The drug was approved in 2014 to treat ovarian cancer, but has now become the first PARP inhibitor to be approved for a breast cancer indication.

AstraZeneca and Merck’s Ovarian Cancer Drug Gets Expanded Indication for Specific BRCA Mutation

By: Sarah Hand, M.Sc.

Posted on: in News | Biotech News | Medical Device Diagnostics News | Medical Device News

Update (May 9, 2018): AstraZeneca’s Lynparza has been approved by Health Canada for the treatment of patients with ovarian cancer, regardless of whether they carry a BRCA mutation. While the same approval has been granted by the EMA, the FDA currently still requires that patients treated with the PARP inhibitor have a confirmed BRCA mutation.


Originally published on January 16, 2018:

AstraZeneca and Merck’s Lynparza has become the first drug to be approved to treat breast cancer patients with a confirmed BRCA mutation. The drug was approved in 2014 to treat ovarian cancer, but has now become the first PARP inhibitor to be approved for a breast cancer indication.

“This class of drugs has been used to treat advanced, BRCA-mutated ovarian cancer and has now shown efficacy in treating certain types of BRCA-mutated breast cancer,” said Dr. Richard Pazdur, director of the FDA’s Oncology Center of Excellence and acting director of the Office of Hematology and Oncology Products in the FDA’s Center for Drug Evaluation and Research. “This approval demonstrates the current paradigm of developing drugs that target the underlying genetic causes of a cancer, often across cancer types.”

Lynparza works by preventing an enzyme involved in repairing damaged DNA from performing its function. In this way, the drug inhibits repair of BRCA gene mutations inside cancerous cells, potentially promoting cell death and slowing tumor growth.

According to AstraZeneca, Lynparza has a list price of $13,886 per month of treatment, however insured patients will likely pay less. The pharma company has also announced they’ll be offering financial assistance to select patients.

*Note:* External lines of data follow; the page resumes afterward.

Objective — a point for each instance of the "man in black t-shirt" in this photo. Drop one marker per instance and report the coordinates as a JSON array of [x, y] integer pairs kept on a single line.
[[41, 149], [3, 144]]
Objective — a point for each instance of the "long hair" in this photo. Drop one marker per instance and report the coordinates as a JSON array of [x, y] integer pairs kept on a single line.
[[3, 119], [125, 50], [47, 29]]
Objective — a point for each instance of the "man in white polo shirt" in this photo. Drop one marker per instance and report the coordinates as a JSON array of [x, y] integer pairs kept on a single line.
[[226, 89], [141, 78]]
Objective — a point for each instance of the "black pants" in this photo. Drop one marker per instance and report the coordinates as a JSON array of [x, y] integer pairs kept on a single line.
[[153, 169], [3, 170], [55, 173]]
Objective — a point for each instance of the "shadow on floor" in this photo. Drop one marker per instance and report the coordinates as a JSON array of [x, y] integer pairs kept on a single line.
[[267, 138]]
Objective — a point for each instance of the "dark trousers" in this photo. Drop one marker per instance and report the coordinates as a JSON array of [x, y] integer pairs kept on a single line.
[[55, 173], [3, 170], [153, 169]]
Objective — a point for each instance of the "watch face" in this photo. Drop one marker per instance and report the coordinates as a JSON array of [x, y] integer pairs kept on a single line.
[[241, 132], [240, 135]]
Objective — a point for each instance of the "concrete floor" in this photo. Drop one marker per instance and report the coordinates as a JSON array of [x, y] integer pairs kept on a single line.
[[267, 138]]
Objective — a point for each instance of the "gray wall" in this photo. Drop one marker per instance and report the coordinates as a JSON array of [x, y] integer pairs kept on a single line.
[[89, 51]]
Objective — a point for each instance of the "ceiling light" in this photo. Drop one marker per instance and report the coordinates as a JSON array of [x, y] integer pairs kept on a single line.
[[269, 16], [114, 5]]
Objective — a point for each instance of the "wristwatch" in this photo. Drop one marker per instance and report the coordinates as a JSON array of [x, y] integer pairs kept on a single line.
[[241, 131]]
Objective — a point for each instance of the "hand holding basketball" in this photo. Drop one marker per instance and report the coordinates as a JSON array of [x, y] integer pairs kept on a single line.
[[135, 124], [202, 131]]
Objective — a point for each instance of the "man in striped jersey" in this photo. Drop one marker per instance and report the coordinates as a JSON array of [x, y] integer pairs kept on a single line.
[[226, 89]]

“Patients diagnosed with BRCA-related metastatic breast cancer are often younger than other breast cancer patients, and their disease is often much more aggressive and difficult to treat,” said Dr. Susan M. Domchek, Executive Director of the Basser Center for BRCA at the Abramson Cancer Center of the University of Pennsylvania. “While there is currently no cure for metastatic breast cancer, today’s approval offers a new targeted option that may help to delay disease progression for these patients.”

The BRACAnalysis CDx has also received an expanded indication from the FDA to identify breast cancer patients with a BRCA mutation. The approval is a boon for Myriad Genetic Laboratories, the company that developed the BRACAnalysis CDx, as it is the only companion diagnostic approved for this indication.

“We congratulate AstraZeneca and Merck on obtaining FDA approval of Lynparza for patients with metastatic breast cancer, which is the first approval of a PARP inhibitor outside of ovarian cancer.  As the pioneers in identifying likely responders to PARP inhibitors, we are excited to broaden the use of BRACAnalysis CDx as the companion diagnostic for this important new indication,” said Mark C. Capone, president and CEO, Myriad Genetics.  “We will be actively working with all stakeholders to raise awareness so that patients can be immediately tested to determine if they are likely to benefit from Lynparza.”

Over 250,000 women are predicted to be diagnosed with breast cancer in 2018, and over 40,000 patients are expected to die as a result. The incidence of BRCA mutations is up to 25 percent in patients with hereditary breast cancer and between five and ten percent for other forms of the disease.